By Daryl Brunette
A dirt bike loading ramp is very bulky and heavy but important for loading everything you need in motocross. You can just use a wooden board thick enough to support the weight of your bike, or you can buy expensive aluminum ramps. But I (Daryl) wanted to build one and give it a personal touch, making it lighter and stronger.
Ten or so years ago I made a board that I used successfully as a bike ramp for five years, but it got stolen. I knew that with the right design and products, the new dirt bike loading ramp I planned to build would also be a success. The most important aspect of this project was making sure the board would be stiff enough to support a bike, with very little deflection. Our Technical Advisor Mike Barnard helped me with the project. As stiffness is highly dependent on thickness, we chose 2” thick pink foam insulation. We then cut and glued another small section of foam onto the larger piece to create a tab that hooks onto the tailgate and allows the bike to be loaded without causing the bottom of the board to lift off the ground.

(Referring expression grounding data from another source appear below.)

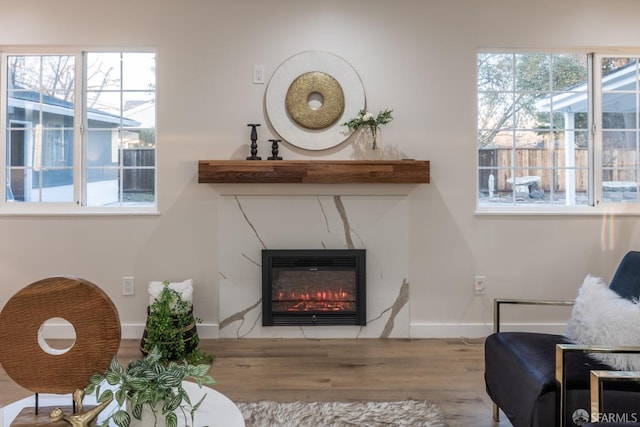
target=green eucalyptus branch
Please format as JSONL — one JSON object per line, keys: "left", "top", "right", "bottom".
{"left": 342, "top": 108, "right": 394, "bottom": 150}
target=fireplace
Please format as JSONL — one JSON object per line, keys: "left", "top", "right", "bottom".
{"left": 262, "top": 249, "right": 366, "bottom": 326}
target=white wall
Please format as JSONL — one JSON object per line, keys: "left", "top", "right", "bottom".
{"left": 1, "top": 0, "right": 639, "bottom": 339}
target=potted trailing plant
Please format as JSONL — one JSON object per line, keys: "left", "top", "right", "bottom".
{"left": 85, "top": 346, "right": 215, "bottom": 427}
{"left": 140, "top": 280, "right": 213, "bottom": 364}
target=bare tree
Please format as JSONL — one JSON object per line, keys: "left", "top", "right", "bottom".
{"left": 477, "top": 53, "right": 587, "bottom": 148}
{"left": 7, "top": 55, "right": 115, "bottom": 106}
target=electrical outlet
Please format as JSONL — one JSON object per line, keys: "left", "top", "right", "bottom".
{"left": 253, "top": 65, "right": 265, "bottom": 84}
{"left": 474, "top": 275, "right": 486, "bottom": 295}
{"left": 122, "top": 276, "right": 135, "bottom": 296}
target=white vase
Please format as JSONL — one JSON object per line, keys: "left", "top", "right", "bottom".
{"left": 128, "top": 402, "right": 167, "bottom": 427}
{"left": 356, "top": 127, "right": 384, "bottom": 160}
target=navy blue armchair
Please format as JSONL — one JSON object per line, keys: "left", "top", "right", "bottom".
{"left": 485, "top": 251, "right": 640, "bottom": 427}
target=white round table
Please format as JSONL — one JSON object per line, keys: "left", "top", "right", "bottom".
{"left": 0, "top": 382, "right": 245, "bottom": 427}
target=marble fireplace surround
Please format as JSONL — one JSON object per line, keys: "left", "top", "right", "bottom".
{"left": 218, "top": 194, "right": 410, "bottom": 339}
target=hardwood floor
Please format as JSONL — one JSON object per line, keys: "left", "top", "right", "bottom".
{"left": 0, "top": 338, "right": 510, "bottom": 427}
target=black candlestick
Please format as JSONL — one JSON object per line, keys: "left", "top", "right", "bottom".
{"left": 246, "top": 123, "right": 261, "bottom": 160}
{"left": 268, "top": 139, "right": 283, "bottom": 160}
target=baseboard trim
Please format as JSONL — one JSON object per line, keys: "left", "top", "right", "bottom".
{"left": 40, "top": 323, "right": 221, "bottom": 340}
{"left": 40, "top": 322, "right": 566, "bottom": 340}
{"left": 121, "top": 323, "right": 221, "bottom": 339}
{"left": 409, "top": 322, "right": 568, "bottom": 338}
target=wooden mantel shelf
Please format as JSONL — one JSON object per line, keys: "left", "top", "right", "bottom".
{"left": 198, "top": 160, "right": 430, "bottom": 184}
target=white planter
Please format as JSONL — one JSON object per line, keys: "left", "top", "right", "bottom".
{"left": 128, "top": 402, "right": 167, "bottom": 427}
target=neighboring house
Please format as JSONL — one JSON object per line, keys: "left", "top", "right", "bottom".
{"left": 538, "top": 60, "right": 638, "bottom": 119}
{"left": 536, "top": 61, "right": 639, "bottom": 203}
{"left": 7, "top": 89, "right": 139, "bottom": 202}
{"left": 124, "top": 100, "right": 155, "bottom": 128}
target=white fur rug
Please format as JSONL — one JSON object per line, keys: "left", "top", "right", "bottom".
{"left": 237, "top": 400, "right": 447, "bottom": 427}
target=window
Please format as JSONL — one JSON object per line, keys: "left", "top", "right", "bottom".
{"left": 1, "top": 50, "right": 156, "bottom": 212}
{"left": 477, "top": 52, "right": 640, "bottom": 212}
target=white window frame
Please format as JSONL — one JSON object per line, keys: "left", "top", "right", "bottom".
{"left": 0, "top": 47, "right": 158, "bottom": 216}
{"left": 476, "top": 50, "right": 640, "bottom": 216}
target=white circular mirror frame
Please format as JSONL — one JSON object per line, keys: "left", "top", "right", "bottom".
{"left": 265, "top": 51, "right": 366, "bottom": 151}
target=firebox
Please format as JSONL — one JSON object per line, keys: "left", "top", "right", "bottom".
{"left": 262, "top": 249, "right": 366, "bottom": 326}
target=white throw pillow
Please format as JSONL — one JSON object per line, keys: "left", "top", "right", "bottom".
{"left": 148, "top": 279, "right": 193, "bottom": 306}
{"left": 565, "top": 274, "right": 640, "bottom": 370}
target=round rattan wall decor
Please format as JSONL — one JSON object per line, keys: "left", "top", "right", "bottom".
{"left": 0, "top": 277, "right": 121, "bottom": 394}
{"left": 265, "top": 51, "right": 365, "bottom": 151}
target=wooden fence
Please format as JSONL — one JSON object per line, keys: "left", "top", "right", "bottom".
{"left": 479, "top": 148, "right": 637, "bottom": 192}
{"left": 122, "top": 148, "right": 155, "bottom": 193}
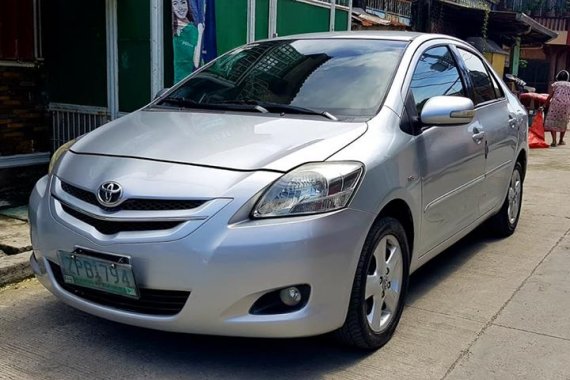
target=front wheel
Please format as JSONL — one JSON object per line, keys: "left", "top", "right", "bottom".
{"left": 487, "top": 162, "right": 523, "bottom": 237}
{"left": 335, "top": 217, "right": 410, "bottom": 350}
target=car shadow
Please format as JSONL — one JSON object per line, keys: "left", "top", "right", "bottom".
{"left": 33, "top": 301, "right": 371, "bottom": 379}
{"left": 406, "top": 225, "right": 501, "bottom": 304}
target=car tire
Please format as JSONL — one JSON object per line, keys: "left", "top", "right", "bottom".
{"left": 335, "top": 217, "right": 410, "bottom": 350}
{"left": 487, "top": 162, "right": 523, "bottom": 238}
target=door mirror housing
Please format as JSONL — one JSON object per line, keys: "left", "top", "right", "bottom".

In order to maximize the thickness and stiffness of the board, we used 2 layers of 737 Biaxial Glass Fabric. To make it look good and add a lot of additional stiffness, we finished it off with a layer of woven carbon fiber. These are the steps we followed:
- Wrap foam in fiberglass/epoxy
- Saturate all layers of fabric the width of the foam board on a well-waxed table top and place the sanded pink foam over it
- Let the epoxy cure overnight
- Apply epoxy to the next side and rotate the board 90°
- Repeat until all sides are done
- Fill in low areas with 105 WEST SYSTEM Resin/207 Special Clear Hardener (since clarity was paramount)
After building my loading board, I laminated some stickers onto the board to make it more appealing. During a trial run of loading a 230 lbs motocross bike, I found the surface was too slippery. To make the dirt bike loading ramp’s surface non-skid I took the following steps:
- Apply electrical tape over selected areas where I wanted to maintain the smooth finish
- Use a Scotch Brite® pad to abrade exposed epoxy
- Coat with 105/207 and sprinkle liberally with silica sand while epoxy is still wet
- Remove electrical tape after about 1 hour and allow to cure.